Q: Six months ago, I took a six-year-old horse on loan. Upon collection, the owner said she was giving him to me, before witnesses. I asked for a signed agreement, but the owner said it wasn’t necessary. His passport was transferred to me, although the owner’s details weren’t on it.
I heard nothing from the owner for four months, before I sent her an update. She asked for his livery yard address for the written contract. No contract arrived, but she left a phone message saying she was coming to get him.
My insurance helpline advised this would be theft, as under our verbal agreement, the horse was now mine. I moved him before she turned up. My insurers advised that if the owner wants the horse back, they should take me to court to get him. Is this right?
ACCORDING to Stuart Farr of Laytons Solicitors, it appears you are claiming you own the horse because he was gifted to you.
“But there is nothing to that effect in writing, and now a dispute of ownership has evolved,” says Stuart.

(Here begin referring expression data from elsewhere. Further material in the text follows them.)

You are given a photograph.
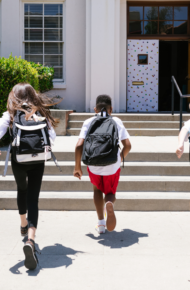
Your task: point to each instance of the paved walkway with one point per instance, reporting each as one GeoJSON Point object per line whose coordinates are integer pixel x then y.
{"type": "Point", "coordinates": [148, 251]}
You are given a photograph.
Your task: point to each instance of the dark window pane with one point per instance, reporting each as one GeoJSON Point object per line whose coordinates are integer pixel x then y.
{"type": "Point", "coordinates": [33, 9]}
{"type": "Point", "coordinates": [34, 58]}
{"type": "Point", "coordinates": [53, 60]}
{"type": "Point", "coordinates": [53, 48]}
{"type": "Point", "coordinates": [151, 13]}
{"type": "Point", "coordinates": [58, 73]}
{"type": "Point", "coordinates": [53, 22]}
{"type": "Point", "coordinates": [33, 22]}
{"type": "Point", "coordinates": [180, 13]}
{"type": "Point", "coordinates": [34, 48]}
{"type": "Point", "coordinates": [135, 27]}
{"type": "Point", "coordinates": [143, 59]}
{"type": "Point", "coordinates": [150, 27]}
{"type": "Point", "coordinates": [165, 27]}
{"type": "Point", "coordinates": [135, 13]}
{"type": "Point", "coordinates": [53, 34]}
{"type": "Point", "coordinates": [180, 27]}
{"type": "Point", "coordinates": [33, 34]}
{"type": "Point", "coordinates": [53, 9]}
{"type": "Point", "coordinates": [166, 13]}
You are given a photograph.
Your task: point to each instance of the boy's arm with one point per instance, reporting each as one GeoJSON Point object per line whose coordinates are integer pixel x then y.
{"type": "Point", "coordinates": [78, 154]}
{"type": "Point", "coordinates": [126, 148]}
{"type": "Point", "coordinates": [182, 136]}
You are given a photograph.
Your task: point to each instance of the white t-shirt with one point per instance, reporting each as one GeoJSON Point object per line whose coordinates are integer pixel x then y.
{"type": "Point", "coordinates": [5, 122]}
{"type": "Point", "coordinates": [123, 135]}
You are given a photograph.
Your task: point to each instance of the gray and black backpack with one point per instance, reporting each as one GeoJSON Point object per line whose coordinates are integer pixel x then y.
{"type": "Point", "coordinates": [101, 143]}
{"type": "Point", "coordinates": [30, 142]}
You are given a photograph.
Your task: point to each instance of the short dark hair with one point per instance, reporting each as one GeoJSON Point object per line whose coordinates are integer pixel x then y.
{"type": "Point", "coordinates": [103, 101]}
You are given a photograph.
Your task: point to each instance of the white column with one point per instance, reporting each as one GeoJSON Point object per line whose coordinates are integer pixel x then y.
{"type": "Point", "coordinates": [102, 51]}
{"type": "Point", "coordinates": [10, 30]}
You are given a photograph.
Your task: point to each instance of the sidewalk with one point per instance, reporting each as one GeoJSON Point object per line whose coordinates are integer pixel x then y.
{"type": "Point", "coordinates": [148, 251]}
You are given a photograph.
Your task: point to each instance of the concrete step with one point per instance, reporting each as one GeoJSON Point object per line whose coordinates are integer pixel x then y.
{"type": "Point", "coordinates": [126, 201]}
{"type": "Point", "coordinates": [131, 168]}
{"type": "Point", "coordinates": [137, 132]}
{"type": "Point", "coordinates": [133, 156]}
{"type": "Point", "coordinates": [137, 124]}
{"type": "Point", "coordinates": [132, 117]}
{"type": "Point", "coordinates": [126, 183]}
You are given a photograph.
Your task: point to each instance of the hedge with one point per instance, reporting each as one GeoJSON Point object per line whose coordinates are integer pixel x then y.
{"type": "Point", "coordinates": [45, 76]}
{"type": "Point", "coordinates": [14, 70]}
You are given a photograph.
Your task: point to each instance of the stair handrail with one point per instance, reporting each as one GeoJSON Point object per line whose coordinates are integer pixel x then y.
{"type": "Point", "coordinates": [174, 82]}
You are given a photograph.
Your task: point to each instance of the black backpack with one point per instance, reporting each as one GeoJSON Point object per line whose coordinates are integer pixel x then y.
{"type": "Point", "coordinates": [101, 143]}
{"type": "Point", "coordinates": [30, 141]}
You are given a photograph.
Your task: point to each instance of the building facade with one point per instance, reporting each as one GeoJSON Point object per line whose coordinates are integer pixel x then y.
{"type": "Point", "coordinates": [127, 49]}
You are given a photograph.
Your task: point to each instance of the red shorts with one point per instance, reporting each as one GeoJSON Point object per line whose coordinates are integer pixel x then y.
{"type": "Point", "coordinates": [107, 183]}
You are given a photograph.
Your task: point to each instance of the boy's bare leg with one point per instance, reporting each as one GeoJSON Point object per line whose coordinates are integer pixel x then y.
{"type": "Point", "coordinates": [111, 219]}
{"type": "Point", "coordinates": [99, 202]}
{"type": "Point", "coordinates": [110, 197]}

“The ‘former’ owner may seek to allege this was only a loan. Was the initial loan evidenced in writing? If so, it could have some bearing, especially if the gift was not. Who is the owner boils down to a question of fact, and a court will have to analyse the evidence.
“But it is not the case that a person can ‘turn up’ to private property and take the horse without permission. Normally, an order from the court for ‘delivery up’ of the horse [when a court orders that a party delivers something to a designated place, for the purposes of retention by the recipient] would be the appropriate step. If the horse is taken, you could consider an order for ‘delivery up’, together with a claim for damages under the ‘tort of conversion’, [the unlawful converting of ownership], if appropriate.
“At the point where the matter is referred to court, ownership can be determined on the evidence,” Stuart goes on.
“Passports are not proof of legal ownership, and so may be only of limited value. If you are concerned about going to court, other options might be mediation or referring the dispute to an arbitrator.”
Lawyer Richard Brooks, partner at law firm Withy King, says: “If the horse was a gift to you, then ownership passes: the horse no longer belongs to the ‘owner’.
“The real trouble is proving it. In this case, I would do nothing unless the previous owner becomes a serious nuisance, or steals the horse. The previous owner should go to court to seek a declaration that they are the true owner, and that the horse should be returned to them,” Richard advises.
“You could apply to court for the contrary declaration yourself, but why not let the previous owner go to the trouble? Either way, evidence from both parties will be tested. The lack of paperwork is unfortunate, but works both ways. Without something in writing confirming a horse is only on loan, the previous owner is in some difficulty.”